To augment the "run-and-gun" style of FPS, Bond
carries the standard array of spy gadgets.
One of the first things you'll notice about Nightfire
is how it's really been set up to play like a Bond movie.
You'll be treated to the standard "Bond shooting the
camera" intro, followed by a seemingly unrelated opening
scenario, and then a credits portion with themesong and scantily
clad women in silhouette before you reach the main game. At
that point, you can choose to play the mission-based single
player mode or get into the multiplayer.
The single player mode consists of a series of missions,
whether it be in first person mode or in a vehicle (Aston
Martin and gun mounted snowmobile), which are set up with
a series of goals and peppered with story sequences to push
the main story along. For the most part, the game is your
standard "run-and-gun" style of first person shooter,
where you just need to shoot your way from beginning to end.

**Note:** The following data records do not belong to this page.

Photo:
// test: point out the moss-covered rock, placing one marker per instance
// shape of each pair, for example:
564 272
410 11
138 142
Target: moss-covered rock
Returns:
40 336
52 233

Luckily, though, there are enough spy elements thrown in to
keep the mission objectives from being mundane. Bond comes
with a handful of spy gadgets, which are really only useful
in a single context in a level. Outside of maybe one or two
uses throughout a level, most of the spy gadgets will just
collect dust in your inventory. And, on top of that, the single
player mode is noticeably short. Most players should be able
to beat it in a few days.
To augment the short single player mode, though, is a fairly
varied multiplayer mode with a large collection of choices,
including Deathmatch, King of the Hill, Capture the Flag and
even team modes. On top of this, the player can include A.I.
controlled "bots" to give each multiplayer session
even more enemies to deal with. And, while you're given a
good variety of choices and levels to begin with, performing
well in the single player mode unlocks more options in the
multiplayer mode. This alone will give most players a reason
to replay the single player mode.
Graphics-wise, Nightfire is built on a firmly solid
engine. Levels are nicely laid out and are fairly large in
size. One of the nicest touches is that every location looks
and feels like part of a living world, where locations feel
pulled straight from real places. My only complaint might
be that some locations feel a little too neat and clean (the
offices in one level just feel too sterile), but outside of
that, you'll be pleased with the way each location looks and
feels. Character models look pretty good and for the most
part are animated well. The James Bond model was meticulously
patterned after Pierce Brosnan and looks the part. Along with
Bond, a number of the facial models look really good and show
nice facial detail. There are a few instances where random
NPCs may be animated unusually, but it never really takes
away from the game as a whole.
Audio-wise, Nightfire presents itself well. The sound
effects and music are well done and work with the graphics
package to make a nice presentation. Voice-acting is decent,
but the person EA brought in to do James Bond sounds nothing
like Brosnan. The rest of the voice cast is nicely executed.
My only real complaint is that most of the NPC lines tend
to get repeated, so much so that it can get annoying when
you face the same type of enemy over and over in a stage.
I would have to say that the weak link of the game is the
single player mode. If EA really wanted to give players a
true spy-flick feel, they should have allowed the players
a little more experimenting with the gadgets and even reward
them for finding hidden areas or items in a level with the
gadgets (yeah, I know you get credit for doing so many "Bond
moves" in a level, but it's just not the same). For the
most part, every single stage is linear to a fault and allowing
some exploration would have done wonders towards making this
a deeper game.
While Nightfire may not be the cream of the crop when
it comes to first person shooters or even James Bond-themed
games (Goldeneye this is not), it still does manage
to provide more than enough enjoyment for those looking for
their spy-flick action fix. If you're looking into this game,
you may want to rent first to see if it's to your liking.